Moderators donate extra time for tedious activities needed for the proper functioning of PO, and should be valued for this. The guidelines should be such as not kill all incentives for professional physicists to help us with moderation in the future. In particular, moderators must be protected against abuse or unfair treatment in the same way normal users are protected. Moderators have all user rights, including that of being treated with respect, the privacy of their private messages, and that of being allowed to have an anonymous identity. 

This paragraph does not propose to establish additional rights for moderators, but just says that moderators are users (and human beings) too and should therefore be treated as such in the same way as any other user (or human being) on PO. Even though this seems to be a no-brainer to me and even if we hope that no corresponding issues will come up in the future (again), to me it seems to be a good idea to publicly state somewhere what this paragraph says.

The penalties for moderator misbehavior should be considerate - not only a choice between forcing to resign vs. simply accepting an excuse.For example, penalties could consist in temporary suspension of moderation for increasingly long periods (1 week for first serious offence, 1 month for the next, then forced resignation for the next). This should happen only for _continued_ grossly bad activities that harm the scientific goals of the site or the user rights.

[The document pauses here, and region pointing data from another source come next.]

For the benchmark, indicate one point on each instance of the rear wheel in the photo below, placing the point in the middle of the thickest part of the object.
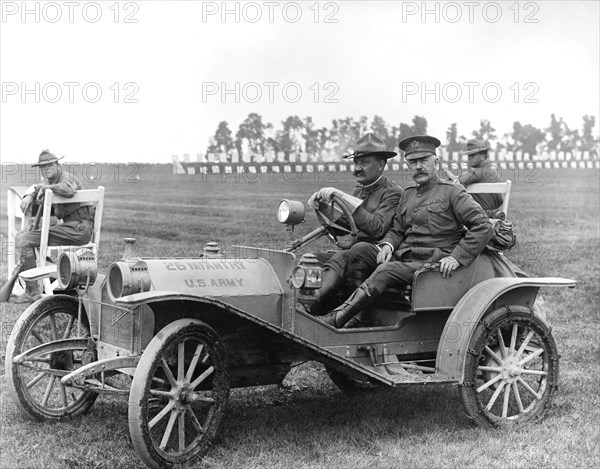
(34, 383)
(511, 371)
(179, 393)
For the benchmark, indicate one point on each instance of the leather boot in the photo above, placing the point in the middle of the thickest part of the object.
(32, 293)
(358, 301)
(362, 319)
(32, 289)
(330, 284)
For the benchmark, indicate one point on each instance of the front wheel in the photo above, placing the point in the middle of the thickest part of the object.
(350, 385)
(179, 393)
(34, 382)
(511, 370)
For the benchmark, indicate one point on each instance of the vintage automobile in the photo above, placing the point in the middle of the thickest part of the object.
(175, 334)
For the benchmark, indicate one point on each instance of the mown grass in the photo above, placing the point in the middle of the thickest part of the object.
(308, 423)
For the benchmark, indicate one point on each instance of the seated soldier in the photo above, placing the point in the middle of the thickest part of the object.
(373, 203)
(480, 170)
(436, 221)
(78, 219)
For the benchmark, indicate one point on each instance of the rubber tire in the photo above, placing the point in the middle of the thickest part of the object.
(143, 438)
(506, 317)
(35, 318)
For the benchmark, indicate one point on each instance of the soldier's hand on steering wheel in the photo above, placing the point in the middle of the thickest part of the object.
(26, 203)
(448, 265)
(323, 195)
(42, 191)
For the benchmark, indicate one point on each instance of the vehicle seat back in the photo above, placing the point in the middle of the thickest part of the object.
(431, 291)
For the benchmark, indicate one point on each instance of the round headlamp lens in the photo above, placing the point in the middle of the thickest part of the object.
(283, 211)
(298, 277)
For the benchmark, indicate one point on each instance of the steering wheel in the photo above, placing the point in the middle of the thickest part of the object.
(350, 236)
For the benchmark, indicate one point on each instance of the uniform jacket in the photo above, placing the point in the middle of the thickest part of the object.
(65, 185)
(374, 217)
(483, 173)
(436, 220)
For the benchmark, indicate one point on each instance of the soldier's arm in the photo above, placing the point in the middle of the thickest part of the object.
(479, 227)
(471, 176)
(66, 188)
(377, 223)
(395, 234)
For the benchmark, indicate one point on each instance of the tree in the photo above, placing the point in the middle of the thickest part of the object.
(559, 137)
(588, 142)
(485, 132)
(419, 126)
(526, 138)
(312, 140)
(344, 132)
(380, 128)
(291, 138)
(252, 129)
(222, 142)
(555, 133)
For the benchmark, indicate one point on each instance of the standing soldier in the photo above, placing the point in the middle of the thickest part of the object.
(480, 170)
(373, 205)
(429, 226)
(78, 219)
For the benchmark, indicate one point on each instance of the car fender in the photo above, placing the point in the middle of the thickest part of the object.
(468, 312)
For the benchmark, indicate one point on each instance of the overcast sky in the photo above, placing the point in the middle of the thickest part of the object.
(141, 81)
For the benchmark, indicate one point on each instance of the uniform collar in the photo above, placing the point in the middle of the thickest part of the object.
(57, 177)
(373, 186)
(429, 184)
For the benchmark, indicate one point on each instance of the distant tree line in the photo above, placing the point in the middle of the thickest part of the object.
(301, 137)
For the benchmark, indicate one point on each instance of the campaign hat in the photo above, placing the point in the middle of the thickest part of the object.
(370, 144)
(475, 146)
(46, 158)
(419, 146)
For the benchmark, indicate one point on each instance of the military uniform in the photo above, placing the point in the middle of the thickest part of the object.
(373, 219)
(482, 173)
(77, 226)
(430, 224)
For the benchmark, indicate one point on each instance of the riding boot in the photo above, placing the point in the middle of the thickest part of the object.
(358, 301)
(330, 284)
(32, 288)
(32, 293)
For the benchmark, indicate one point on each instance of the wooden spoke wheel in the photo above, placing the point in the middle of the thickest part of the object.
(339, 235)
(34, 383)
(179, 393)
(511, 371)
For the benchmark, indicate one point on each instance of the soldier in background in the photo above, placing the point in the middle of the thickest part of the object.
(435, 221)
(479, 170)
(373, 204)
(78, 219)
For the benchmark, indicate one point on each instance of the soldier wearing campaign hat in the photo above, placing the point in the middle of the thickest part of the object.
(429, 226)
(373, 204)
(479, 170)
(78, 218)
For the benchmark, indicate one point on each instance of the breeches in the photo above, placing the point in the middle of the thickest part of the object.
(391, 274)
(356, 263)
(71, 233)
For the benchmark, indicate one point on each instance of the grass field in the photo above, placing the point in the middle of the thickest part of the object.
(308, 423)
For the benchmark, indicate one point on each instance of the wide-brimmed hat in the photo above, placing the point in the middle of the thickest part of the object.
(46, 158)
(475, 146)
(419, 146)
(370, 144)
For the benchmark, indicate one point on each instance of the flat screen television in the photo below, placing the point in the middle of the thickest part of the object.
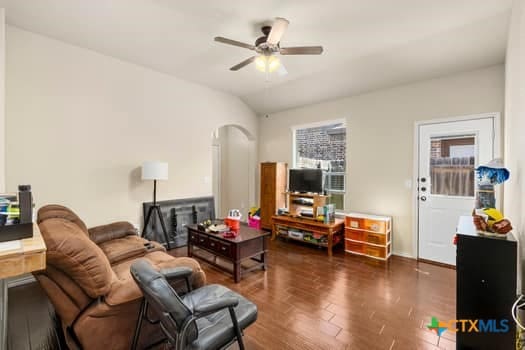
(306, 180)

In any constitutional democracy, the punishments of violations of the law correspond to the severity of the violation. There are appropriate nuances for punshiments that can be issued, ranging from monetary fines, to prison sentences of various lenghts, up to the death sentence in some countries. PO envisages until now only the possibility of accepting an excuse (which corresponds in the real-world analogy to a small monetary) fine and the immediate dismissal of a moderator (which corresponds in the real-world analogy to the death sentence), so I agree with establishing some graduation of punitive measures against moderators as proposed here. 

Moderator penalties should be imposed only according to clear and fair rules (and I am fairly open about how these would look like). Ordinary users should bring up apparent offences against moderators in meta in a polite, constructive way, but they cannot enforce a moderator penalty. 

The most important sentence in this paragraph is in my opinion the first one: Moderator penalties should be imposed only according to clear and fair rules.

The second sentence is the proof that the proposal for moderator rights and duties does by no means want to prevent questioning and investigating moderator action on meta. On the contratry, bringing up controversial, bad, or wrong moderator decisions and actions on meta is encouraged! But it should be done in a professional tone and way, as it can be expected on a high-level professional physics site. This seems important to me, and part of it is probably already adressed by the new editing guidelines.

For the reasons explained above, I therefore support establishing some kind of moderator rights and duties in the spirit of this proposal (the exact way this gets done seems less important to me).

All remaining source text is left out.